Did the dark spirit, with his persistent hatred of Lee’s ancestor, mean to use Falon against Russell Dobbs’s grandson, against the failing old man? But how was little Sammie a part of his plan, this child so like Lee’s sister? If she were in some unknown way also a descendant of Russell Dobbs, then she, too, would be in danger.

When, at McNeil, Lee’s emphysema grew worse on cold, damp days, but then he felt good again when sunshine warmed the island, he grew increasingly desperate about his old age, grew more determined to pull off one more job when he got out; he did not mean to face his failing years with nothing to support himself.

With sympathy the cat remained near him. Misto was witness when, not a week after Falon arrived at McNeil, the prison rape occurred that so enraged Lee, the conflict between Lee and Falon playing, clearly, into the dark web Lee’s adversary was weaving. As Lee confronted younger, stronger Falon, did the dark spirit expect Falon to kill Lee? More in keeping with the devil’s plans, the cat thought, would be that Lee kill Falon in a passion of unbridled rage that would destroy Lee’s own salvation.

Or was the confrontation between Falon and Lee intended to lay some pattern for the future, for a plan that would prove even more satisfying to the dark one? Though Misto could move back and forth within short periods of time, when it came to the complicated shape of the distant and tangled future, he was as lost as if trying to swim the heaving depths of Puget Sound.

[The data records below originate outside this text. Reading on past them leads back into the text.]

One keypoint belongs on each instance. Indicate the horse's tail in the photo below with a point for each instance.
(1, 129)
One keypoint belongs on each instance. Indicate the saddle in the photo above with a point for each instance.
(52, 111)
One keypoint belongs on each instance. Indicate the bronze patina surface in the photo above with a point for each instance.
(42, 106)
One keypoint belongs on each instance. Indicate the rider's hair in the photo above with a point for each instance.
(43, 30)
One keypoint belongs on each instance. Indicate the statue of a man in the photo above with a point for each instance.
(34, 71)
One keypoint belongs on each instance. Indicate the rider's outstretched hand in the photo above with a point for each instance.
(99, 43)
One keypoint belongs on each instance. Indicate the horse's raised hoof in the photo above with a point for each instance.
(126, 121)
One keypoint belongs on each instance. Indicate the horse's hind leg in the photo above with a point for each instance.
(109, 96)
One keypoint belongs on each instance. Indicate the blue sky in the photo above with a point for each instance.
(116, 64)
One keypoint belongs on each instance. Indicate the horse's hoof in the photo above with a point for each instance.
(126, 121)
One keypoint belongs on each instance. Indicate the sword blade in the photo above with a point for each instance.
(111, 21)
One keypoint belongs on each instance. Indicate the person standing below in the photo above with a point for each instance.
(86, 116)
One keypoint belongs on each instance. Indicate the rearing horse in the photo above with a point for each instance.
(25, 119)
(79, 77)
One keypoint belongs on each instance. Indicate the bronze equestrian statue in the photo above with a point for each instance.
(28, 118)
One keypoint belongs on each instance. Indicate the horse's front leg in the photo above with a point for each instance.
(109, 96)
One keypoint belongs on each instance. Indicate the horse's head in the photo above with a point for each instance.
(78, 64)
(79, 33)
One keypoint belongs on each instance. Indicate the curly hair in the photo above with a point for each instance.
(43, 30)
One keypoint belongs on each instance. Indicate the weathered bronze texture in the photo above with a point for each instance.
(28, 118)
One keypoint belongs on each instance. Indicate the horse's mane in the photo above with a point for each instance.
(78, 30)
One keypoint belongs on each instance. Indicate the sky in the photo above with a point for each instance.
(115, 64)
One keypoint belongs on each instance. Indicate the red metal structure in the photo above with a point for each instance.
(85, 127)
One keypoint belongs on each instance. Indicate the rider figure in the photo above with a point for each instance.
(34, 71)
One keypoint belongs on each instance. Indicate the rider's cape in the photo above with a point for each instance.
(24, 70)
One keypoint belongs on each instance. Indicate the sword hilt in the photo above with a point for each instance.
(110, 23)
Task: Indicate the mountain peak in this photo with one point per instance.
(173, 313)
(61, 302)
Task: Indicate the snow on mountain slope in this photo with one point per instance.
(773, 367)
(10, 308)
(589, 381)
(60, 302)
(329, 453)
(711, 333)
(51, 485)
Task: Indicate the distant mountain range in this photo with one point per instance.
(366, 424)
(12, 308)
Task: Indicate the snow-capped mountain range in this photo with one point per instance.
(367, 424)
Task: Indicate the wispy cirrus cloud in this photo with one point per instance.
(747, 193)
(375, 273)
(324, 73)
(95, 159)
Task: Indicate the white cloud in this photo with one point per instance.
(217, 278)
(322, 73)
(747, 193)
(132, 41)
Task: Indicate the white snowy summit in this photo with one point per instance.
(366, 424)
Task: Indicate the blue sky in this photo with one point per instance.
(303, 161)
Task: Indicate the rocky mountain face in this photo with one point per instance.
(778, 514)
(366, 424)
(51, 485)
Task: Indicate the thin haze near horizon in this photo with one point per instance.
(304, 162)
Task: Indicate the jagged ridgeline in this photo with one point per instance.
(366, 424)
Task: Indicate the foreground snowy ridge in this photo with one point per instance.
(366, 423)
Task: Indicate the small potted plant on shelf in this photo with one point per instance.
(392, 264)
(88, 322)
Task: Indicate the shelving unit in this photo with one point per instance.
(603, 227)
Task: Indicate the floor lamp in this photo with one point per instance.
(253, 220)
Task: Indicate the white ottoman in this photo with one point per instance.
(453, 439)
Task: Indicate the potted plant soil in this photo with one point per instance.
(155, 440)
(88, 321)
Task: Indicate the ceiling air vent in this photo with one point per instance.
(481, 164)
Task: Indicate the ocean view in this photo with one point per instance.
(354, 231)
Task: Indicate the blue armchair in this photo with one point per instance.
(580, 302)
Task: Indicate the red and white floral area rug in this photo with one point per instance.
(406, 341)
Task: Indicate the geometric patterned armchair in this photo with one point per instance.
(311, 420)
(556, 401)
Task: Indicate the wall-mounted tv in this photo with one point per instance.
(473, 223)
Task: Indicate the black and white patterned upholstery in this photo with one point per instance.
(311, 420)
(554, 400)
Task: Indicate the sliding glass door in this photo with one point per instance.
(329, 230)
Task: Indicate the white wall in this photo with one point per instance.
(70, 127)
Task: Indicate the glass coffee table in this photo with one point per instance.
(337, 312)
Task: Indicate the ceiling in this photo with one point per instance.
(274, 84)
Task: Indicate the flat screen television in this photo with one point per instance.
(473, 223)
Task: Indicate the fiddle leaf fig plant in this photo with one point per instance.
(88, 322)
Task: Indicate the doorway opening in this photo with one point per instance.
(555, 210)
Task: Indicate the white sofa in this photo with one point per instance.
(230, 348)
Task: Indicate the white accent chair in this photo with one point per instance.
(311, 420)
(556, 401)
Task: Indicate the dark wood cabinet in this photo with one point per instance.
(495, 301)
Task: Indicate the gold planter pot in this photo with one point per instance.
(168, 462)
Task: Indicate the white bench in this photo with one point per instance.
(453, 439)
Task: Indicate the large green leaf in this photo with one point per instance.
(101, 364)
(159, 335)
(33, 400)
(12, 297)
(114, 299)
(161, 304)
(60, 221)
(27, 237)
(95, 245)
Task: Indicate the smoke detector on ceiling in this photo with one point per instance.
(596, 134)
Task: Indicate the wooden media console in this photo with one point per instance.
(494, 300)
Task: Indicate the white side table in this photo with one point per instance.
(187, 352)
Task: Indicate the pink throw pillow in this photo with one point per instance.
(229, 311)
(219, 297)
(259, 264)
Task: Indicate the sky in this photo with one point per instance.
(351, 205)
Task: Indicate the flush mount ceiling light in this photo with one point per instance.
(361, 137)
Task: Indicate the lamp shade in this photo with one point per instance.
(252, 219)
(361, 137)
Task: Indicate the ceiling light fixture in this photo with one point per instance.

But whatever the devil’s purpose in bringing Lee and Falon together, it was surely no accident, and the yellow tom grew increasingly wary for Lee—just as he worried for Sammie herself, who was somehow entangled with Lee’s own destiny.

6

After Lee’s encounter with Brad Falon he’d found himself watching the shadows more carefully, and he didn’t like this kind of fear. He had been headed for the laundry that afternoon, had started to cut through the exercise room when he saw half a dozen jocks in there pumping iron. One of them, a new arrival, had eyes as cold as a hunting vulture. Brad Falon had already gathered a cluster of followers around him, and Lee didn’t want to mess with him. His good sense told him to turn back and go a different way, to avoid trouble, but he stubbornly pushed on in. Afterward, hours later, he wonderedwhy he’d done that. The men watched him expressionlessly from where they worked the weights, the press, their rhythm never ceasing but their eyes never leaving him, their stripped bodies sleek with sweat. Lee moved on past, knowing this wasn’t smart, feeling Falon’s stare and not liking it. When, behind him, the rhythm of the weight machine stopped, he tightened his grip on the knife in his pocket, didn’t falter or let his glance flicker.

He entered the auto shop skirting a battered touring car set up on blocks waiting for a rebirth. No one entered behind him, and he could still hear the steady rhythm of the exercise equipment. Passing the touring car—a badly dented relic, one fender twisted, paint peeling over heavy rust, cloth top in tatters—he heard a faint moan.